Resonance Blog

Why aren’t banks rolling out AI in production yet? Lessons from the Evident AI Symposium

Written by Tom Fry | Jun 21, 2024 12:23:36 PM

I attended the Evident AI Symposium yesterday. Several roundtable discussions highlighted the current state of AI in the financial sector. While there’s huge enthusiasm around AI, banks remain hesitant to integrate generative AI into their processes. I went along to work out what’s holding the sector back – is it the regulators or a lack of vision, or something else?

According to Tony Kim, head of tech sector fundamental equities at BlackRock, technology has recently gone through an epoch moment: “LLMs are like an AD/BC moment for tech investment. It’s the biggest driver of value for tech companies today.”

The public markets agree - NVIDIA recently became the world’s most valuable company, and the five biggest companies in the world by market cap today are all technology companies – NVIDIA, Microsoft, Apple, Google Amazon. There’s never been a stronger signal of the disruptive potential of technology.

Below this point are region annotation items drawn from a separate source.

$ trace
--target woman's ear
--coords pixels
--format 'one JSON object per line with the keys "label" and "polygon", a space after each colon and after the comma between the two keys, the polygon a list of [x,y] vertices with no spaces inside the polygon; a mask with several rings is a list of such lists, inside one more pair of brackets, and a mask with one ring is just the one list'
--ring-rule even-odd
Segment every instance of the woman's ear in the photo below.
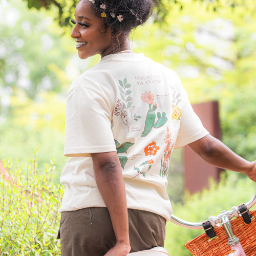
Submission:
{"label": "woman's ear", "polygon": [[121,30],[111,30],[111,37],[112,38],[116,39],[117,37],[118,37],[120,35],[122,34],[122,31]]}

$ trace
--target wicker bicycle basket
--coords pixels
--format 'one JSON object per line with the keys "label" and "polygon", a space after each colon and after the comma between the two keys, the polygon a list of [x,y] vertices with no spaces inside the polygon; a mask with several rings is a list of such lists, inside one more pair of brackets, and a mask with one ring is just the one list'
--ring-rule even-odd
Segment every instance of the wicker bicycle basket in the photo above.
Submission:
{"label": "wicker bicycle basket", "polygon": [[[242,217],[231,221],[234,234],[240,239],[247,256],[256,255],[256,210],[250,211],[252,217],[249,224],[244,223]],[[217,236],[209,239],[205,233],[188,241],[185,245],[192,255],[199,256],[227,255],[230,247],[227,245],[227,237],[222,226],[214,229]]]}

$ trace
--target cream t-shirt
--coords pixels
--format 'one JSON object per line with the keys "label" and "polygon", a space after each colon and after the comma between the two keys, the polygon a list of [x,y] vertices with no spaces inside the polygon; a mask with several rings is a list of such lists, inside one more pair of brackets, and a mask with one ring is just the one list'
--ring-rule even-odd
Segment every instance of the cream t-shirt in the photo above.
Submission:
{"label": "cream t-shirt", "polygon": [[128,208],[169,220],[166,188],[173,151],[207,134],[172,70],[142,53],[103,57],[68,93],[64,153],[70,158],[60,177],[60,211],[105,207],[91,154],[116,151]]}

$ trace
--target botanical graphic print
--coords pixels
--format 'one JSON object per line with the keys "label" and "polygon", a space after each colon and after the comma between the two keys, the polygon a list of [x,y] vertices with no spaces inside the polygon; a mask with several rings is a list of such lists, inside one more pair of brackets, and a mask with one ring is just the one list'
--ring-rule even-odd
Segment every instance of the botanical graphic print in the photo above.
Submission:
{"label": "botanical graphic print", "polygon": [[181,109],[178,106],[178,104],[181,101],[179,98],[180,94],[179,93],[176,95],[176,92],[175,91],[173,94],[174,100],[173,100],[173,115],[172,115],[172,118],[173,120],[179,121],[181,117]]}
{"label": "botanical graphic print", "polygon": [[133,169],[136,170],[138,172],[138,174],[134,178],[140,174],[141,174],[146,178],[146,173],[151,169],[152,164],[154,163],[152,156],[155,156],[157,153],[157,151],[159,150],[159,147],[156,145],[156,142],[154,141],[152,141],[152,143],[148,144],[148,145],[144,148],[145,156],[149,156],[149,157],[147,160],[143,162],[139,167],[134,166]]}
{"label": "botanical graphic print", "polygon": [[[146,121],[145,123],[145,129],[142,133],[141,137],[146,136],[151,131],[152,128],[159,128],[163,126],[167,122],[167,117],[165,116],[165,113],[163,112],[162,115],[160,112],[157,112],[157,121],[155,122],[156,119],[155,111],[157,109],[157,105],[156,102],[154,103],[154,95],[150,91],[149,93],[145,92],[145,94],[142,93],[141,99],[148,104],[150,110],[147,112]],[[152,108],[151,107],[152,106]]]}
{"label": "botanical graphic print", "polygon": [[141,118],[140,116],[134,115],[133,112],[134,110],[134,106],[133,106],[133,98],[131,97],[132,91],[128,90],[131,87],[131,84],[127,83],[127,79],[125,77],[123,81],[121,80],[118,80],[121,86],[118,88],[120,90],[120,95],[122,98],[122,102],[118,99],[115,109],[114,109],[114,114],[116,116],[120,116],[123,123],[127,126],[128,132],[130,127],[135,121],[138,121]]}
{"label": "botanical graphic print", "polygon": [[[117,140],[115,140],[115,143],[116,144],[116,153],[117,154],[127,153],[127,150],[128,148],[132,146],[134,143],[132,143],[132,142],[124,142],[123,144],[120,144]],[[127,157],[126,156],[118,156],[118,158],[119,159],[120,163],[121,163],[121,166],[123,169],[124,168],[124,165],[127,163]]]}
{"label": "botanical graphic print", "polygon": [[174,143],[173,144],[172,147],[172,139],[170,132],[169,132],[169,127],[167,126],[166,131],[166,135],[164,138],[164,143],[166,144],[164,149],[164,156],[161,159],[161,169],[160,176],[161,177],[167,177],[168,175],[168,168],[169,167],[169,160],[170,156],[172,155],[172,151],[174,146]]}

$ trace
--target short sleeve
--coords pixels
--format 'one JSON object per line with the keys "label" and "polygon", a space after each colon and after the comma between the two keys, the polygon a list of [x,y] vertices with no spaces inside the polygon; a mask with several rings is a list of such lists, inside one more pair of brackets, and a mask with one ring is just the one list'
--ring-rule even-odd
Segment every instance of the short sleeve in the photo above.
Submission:
{"label": "short sleeve", "polygon": [[194,142],[209,134],[202,122],[195,113],[189,102],[187,92],[181,85],[183,96],[180,129],[175,148],[181,147]]}
{"label": "short sleeve", "polygon": [[90,157],[91,153],[116,151],[110,109],[102,95],[85,87],[78,86],[69,92],[65,156]]}

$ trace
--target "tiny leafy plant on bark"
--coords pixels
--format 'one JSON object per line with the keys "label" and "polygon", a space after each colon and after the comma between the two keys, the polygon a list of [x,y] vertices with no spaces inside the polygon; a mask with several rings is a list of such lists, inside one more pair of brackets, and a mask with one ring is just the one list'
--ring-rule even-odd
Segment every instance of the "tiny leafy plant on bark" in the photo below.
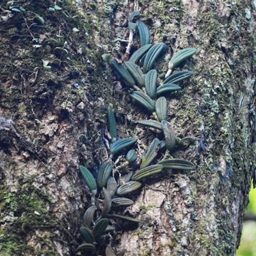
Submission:
{"label": "tiny leafy plant on bark", "polygon": [[[124,255],[125,252],[116,253],[111,246],[113,232],[115,230],[113,219],[139,225],[139,220],[122,214],[124,207],[134,204],[129,198],[129,195],[141,187],[144,179],[161,173],[163,169],[196,169],[194,164],[189,161],[175,158],[163,159],[161,156],[163,154],[159,153],[168,150],[171,154],[175,147],[184,148],[195,142],[195,139],[191,137],[185,137],[182,140],[178,138],[166,119],[168,95],[181,90],[177,83],[193,75],[189,70],[172,73],[175,67],[194,54],[196,50],[186,48],[175,54],[169,61],[163,81],[159,83],[159,75],[154,68],[157,60],[166,52],[168,46],[164,43],[154,45],[150,44],[149,30],[140,20],[140,12],[136,11],[129,18],[130,36],[126,55],[129,55],[133,35],[137,31],[140,47],[124,64],[118,64],[116,60],[112,60],[111,64],[113,70],[120,79],[133,88],[130,97],[151,115],[150,119],[139,120],[137,124],[159,130],[164,140],[154,138],[145,154],[139,157],[134,149],[130,149],[136,143],[136,139],[118,138],[113,109],[110,106],[108,108],[108,131],[111,135],[108,158],[99,167],[95,178],[86,167],[79,166],[92,199],[91,206],[86,211],[80,228],[84,243],[78,246],[76,252],[86,252],[98,255],[104,253],[107,256]],[[109,61],[109,56],[107,54],[104,54],[102,58]],[[124,155],[125,152],[127,154]]]}

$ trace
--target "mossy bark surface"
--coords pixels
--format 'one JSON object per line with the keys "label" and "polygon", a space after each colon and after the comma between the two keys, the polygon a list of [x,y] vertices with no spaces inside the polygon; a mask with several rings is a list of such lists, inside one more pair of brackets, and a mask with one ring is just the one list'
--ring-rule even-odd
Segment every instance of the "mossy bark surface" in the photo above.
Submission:
{"label": "mossy bark surface", "polygon": [[[120,138],[143,151],[156,131],[135,125],[148,113],[129,97],[104,53],[122,61],[127,17],[138,8],[152,44],[197,53],[179,67],[194,75],[168,99],[168,120],[195,145],[176,158],[191,172],[164,171],[131,196],[111,245],[125,255],[233,255],[256,164],[255,6],[253,1],[19,1],[0,10],[0,252],[74,255],[90,196],[79,164],[96,172],[107,155],[106,109]],[[38,18],[44,19],[44,22]],[[79,31],[76,32],[74,28]],[[139,46],[134,37],[132,51]],[[44,67],[42,60],[48,61]],[[177,69],[179,69],[177,68]],[[93,173],[95,174],[95,173]]]}

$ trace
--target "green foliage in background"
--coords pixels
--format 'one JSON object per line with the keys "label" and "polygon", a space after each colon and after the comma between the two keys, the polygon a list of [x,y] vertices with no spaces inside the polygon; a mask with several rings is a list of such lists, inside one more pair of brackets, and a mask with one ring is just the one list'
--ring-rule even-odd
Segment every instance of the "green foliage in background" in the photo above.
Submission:
{"label": "green foliage in background", "polygon": [[[252,186],[249,194],[250,204],[246,213],[256,216],[256,189]],[[248,221],[243,223],[240,246],[237,251],[237,256],[256,255],[256,221]]]}

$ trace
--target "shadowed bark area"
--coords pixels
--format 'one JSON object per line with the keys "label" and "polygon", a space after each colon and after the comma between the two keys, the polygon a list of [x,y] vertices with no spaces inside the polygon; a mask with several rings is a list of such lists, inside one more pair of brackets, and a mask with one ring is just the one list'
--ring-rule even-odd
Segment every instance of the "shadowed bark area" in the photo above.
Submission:
{"label": "shadowed bark area", "polygon": [[118,136],[138,138],[138,151],[158,136],[134,125],[149,115],[101,57],[124,60],[127,42],[115,39],[128,40],[137,8],[151,42],[168,45],[160,73],[173,52],[198,51],[177,68],[194,75],[168,99],[177,135],[196,139],[172,156],[196,170],[143,181],[125,211],[140,225],[117,221],[111,244],[127,256],[234,255],[255,164],[253,2],[67,1],[49,12],[55,4],[0,9],[1,255],[75,255],[90,199],[78,166],[95,175],[106,159],[109,104]]}

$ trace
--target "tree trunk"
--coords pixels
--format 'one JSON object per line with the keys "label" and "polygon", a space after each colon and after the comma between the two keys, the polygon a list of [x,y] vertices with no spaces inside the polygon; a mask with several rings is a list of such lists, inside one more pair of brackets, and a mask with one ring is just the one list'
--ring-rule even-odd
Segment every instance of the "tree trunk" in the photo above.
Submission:
{"label": "tree trunk", "polygon": [[123,60],[127,42],[115,40],[128,40],[138,9],[152,44],[168,45],[163,72],[173,52],[198,51],[180,68],[194,75],[168,99],[168,118],[177,136],[196,138],[173,156],[196,170],[147,179],[125,211],[140,225],[118,221],[111,244],[127,256],[235,255],[256,163],[255,3],[74,2],[1,8],[1,255],[75,255],[90,199],[78,166],[107,157],[109,104],[118,136],[138,138],[138,150],[157,135],[133,125],[148,114],[101,57]]}

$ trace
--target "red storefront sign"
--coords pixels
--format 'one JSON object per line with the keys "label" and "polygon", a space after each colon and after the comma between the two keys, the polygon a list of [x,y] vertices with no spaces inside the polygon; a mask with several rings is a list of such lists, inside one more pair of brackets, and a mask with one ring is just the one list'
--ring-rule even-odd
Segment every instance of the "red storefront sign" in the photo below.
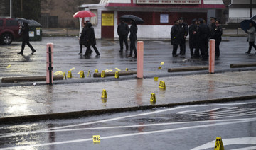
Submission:
{"label": "red storefront sign", "polygon": [[201,0],[137,0],[137,4],[201,4]]}

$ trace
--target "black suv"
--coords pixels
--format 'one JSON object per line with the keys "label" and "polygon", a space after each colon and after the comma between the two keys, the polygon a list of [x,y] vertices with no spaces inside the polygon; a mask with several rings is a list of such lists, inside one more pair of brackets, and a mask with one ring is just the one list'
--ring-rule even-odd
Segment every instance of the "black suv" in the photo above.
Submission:
{"label": "black suv", "polygon": [[18,38],[19,23],[17,19],[0,18],[0,42],[10,45]]}

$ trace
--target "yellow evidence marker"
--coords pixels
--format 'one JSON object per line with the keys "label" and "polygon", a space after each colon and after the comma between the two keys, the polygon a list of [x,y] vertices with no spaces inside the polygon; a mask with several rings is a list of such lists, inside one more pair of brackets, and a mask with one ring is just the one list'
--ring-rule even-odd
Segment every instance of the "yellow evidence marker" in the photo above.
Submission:
{"label": "yellow evidence marker", "polygon": [[151,102],[156,102],[156,94],[154,93],[151,93],[151,96],[150,97],[150,101]]}
{"label": "yellow evidence marker", "polygon": [[88,71],[88,74],[87,74],[87,77],[91,77],[92,76],[91,76],[91,74],[90,74],[90,70]]}
{"label": "yellow evidence marker", "polygon": [[100,76],[101,76],[102,78],[105,78],[105,77],[106,77],[106,73],[105,73],[105,71],[104,71],[104,70],[102,70],[102,73],[101,73]]}
{"label": "yellow evidence marker", "polygon": [[85,73],[83,71],[80,71],[80,78],[85,78]]}
{"label": "yellow evidence marker", "polygon": [[163,81],[160,81],[160,83],[159,83],[159,86],[160,88],[161,89],[164,89],[165,90],[166,88],[166,85],[165,85],[165,82]]}
{"label": "yellow evidence marker", "polygon": [[68,71],[68,76],[67,76],[68,78],[72,78],[72,73],[71,73],[71,71]]}
{"label": "yellow evidence marker", "polygon": [[65,78],[65,79],[67,79],[67,76],[65,75],[65,72],[63,72],[63,78]]}
{"label": "yellow evidence marker", "polygon": [[114,78],[119,78],[119,71],[116,71],[114,74]]}
{"label": "yellow evidence marker", "polygon": [[107,91],[105,89],[103,89],[102,93],[102,98],[107,98]]}
{"label": "yellow evidence marker", "polygon": [[216,137],[214,150],[224,150],[223,143],[222,142],[221,137]]}
{"label": "yellow evidence marker", "polygon": [[92,136],[93,142],[100,142],[100,135],[94,135]]}

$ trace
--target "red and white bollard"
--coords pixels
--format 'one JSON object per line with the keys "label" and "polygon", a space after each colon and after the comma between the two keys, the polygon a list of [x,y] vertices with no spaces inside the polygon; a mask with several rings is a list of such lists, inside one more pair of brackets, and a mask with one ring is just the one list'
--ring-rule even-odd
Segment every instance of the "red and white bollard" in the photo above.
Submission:
{"label": "red and white bollard", "polygon": [[143,79],[144,42],[137,42],[137,77]]}
{"label": "red and white bollard", "polygon": [[53,84],[53,44],[46,46],[46,83]]}
{"label": "red and white bollard", "polygon": [[209,73],[214,74],[215,40],[210,40]]}

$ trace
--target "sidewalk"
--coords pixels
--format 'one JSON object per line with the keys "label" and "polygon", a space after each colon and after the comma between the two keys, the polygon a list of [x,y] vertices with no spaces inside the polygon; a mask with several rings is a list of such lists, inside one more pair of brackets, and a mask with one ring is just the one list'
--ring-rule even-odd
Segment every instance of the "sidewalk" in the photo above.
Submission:
{"label": "sidewalk", "polygon": [[[73,118],[154,107],[253,99],[256,98],[255,74],[256,71],[247,71],[161,77],[159,81],[148,78],[1,87],[0,122]],[[165,81],[166,90],[159,88],[160,80]],[[102,89],[107,91],[105,100],[101,99]],[[151,93],[156,94],[155,104],[150,103]]]}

So why aren’t banks in production with AI? And more specifically GenAI? Listening to yesterday’s Evident AI Symposium, it was obvious why there’s reluctance – fear of the regulators, fear of customer backlash, a lack of confidence in their abilities to overcome challenge. But it also felt like there was a real lack of vision. Just as fintechs lead the way with open banking, digital & embedded finance, and payments, the scene is set for them to lead with AI too.

“What I really want is AI to answer emails.”

Head of AI Research at JP Morgan, Manuela Veloso, said that financial services only works with humans. She said “when we’re thinking about the stack of AI, humans are the final layer. There’s a component humans bring. Past knowledge, correlation. Humans are always needed in financial services.” The challenge, she said, is that humans are “victims of Microsoft Office… What I really want is AI to answer emails.”

We can all relate. Most of us can feel like we’re stuck in a permanent cycle of spreadsheets, documents, PowerPoints and emails. However, this line of thinking is what’s preventing a serious rollout of AI in banking. We’re thinking about tasks where AI could help with rather than reimagining processes. The world probably already has enough chatbots.

“The challenge is it’s not deterministic”

If there was one thing holding back generative AI, it’s the fear of hallucinations. The word of the day at the conference was “accuracy.”

Ian Glasner, Group Head of Innovation, Ventures, and Digital Partnerships at HSBC, gave a summation of banks’ reluctance to change: “Unlike traditional AI, which is deterministic and uses maths, generative AI uses transformers and sometimes gets it wrong, as we've seen in the press many times.”

Ian gave three challenges to adopting GenAI:

  1. Accuracy
  2. the legal and regulatory challenges
  3. FEAT principles of the models (fairness, ethics, accountability, and transparency)

Ian’s conservative approach was typical of the discussions. “We’re still in the early stages” was the refrain of the day.

But I’d argue do humans always meet the requirements of these three challenges? If we stay hung up needing to prove 1+1=2, we’ll never move forwards. It’s about creating a management structure with the checks and balances for AI to flourish – just as we do with human employees.

It’s time to lay the foundations and break the silos.

Banks are of course conservative for a reason. Regulators push them to be cautious, and as a result innovation doesn’t come easily. But there’s certainly a strong argument that they simply aren’t thinking big enough yet.

It needs an outsider’s perspective to set the record straight.

SambaNova’s CEO Rodrigo Liang argued that banks need to lay the foundations of AI because data, which is their most valuable asset, is under leveraged and siloed between teams.

Rodrigo said: “Accuracy is the most important but the question is it worth it. But it’s not a linear curve. You’ve got to spend $10 to get $1 of value, but at some point you’ll spend $100 and get $10,000 of value. We’re not there yet but that’s the journey.”

Conclusion

The Evident AI Symposium underscored the significant challenges and opportunities for AI in the banking sector – and despite the enthusiasm for AI's potential, banks remain hesitant due to regulatory fears, potential customer backlash, and, frankly, a lack of vision.

There’s a need for a foundational shift in thinking, moving beyond task-specific AI applications to reimagining entire processes.

The journey ahead involves leveraging data effectively and addressing accuracy concerns, but the time to start is now. By laying the groundwork today, banks can unlock immense value from AI in the future.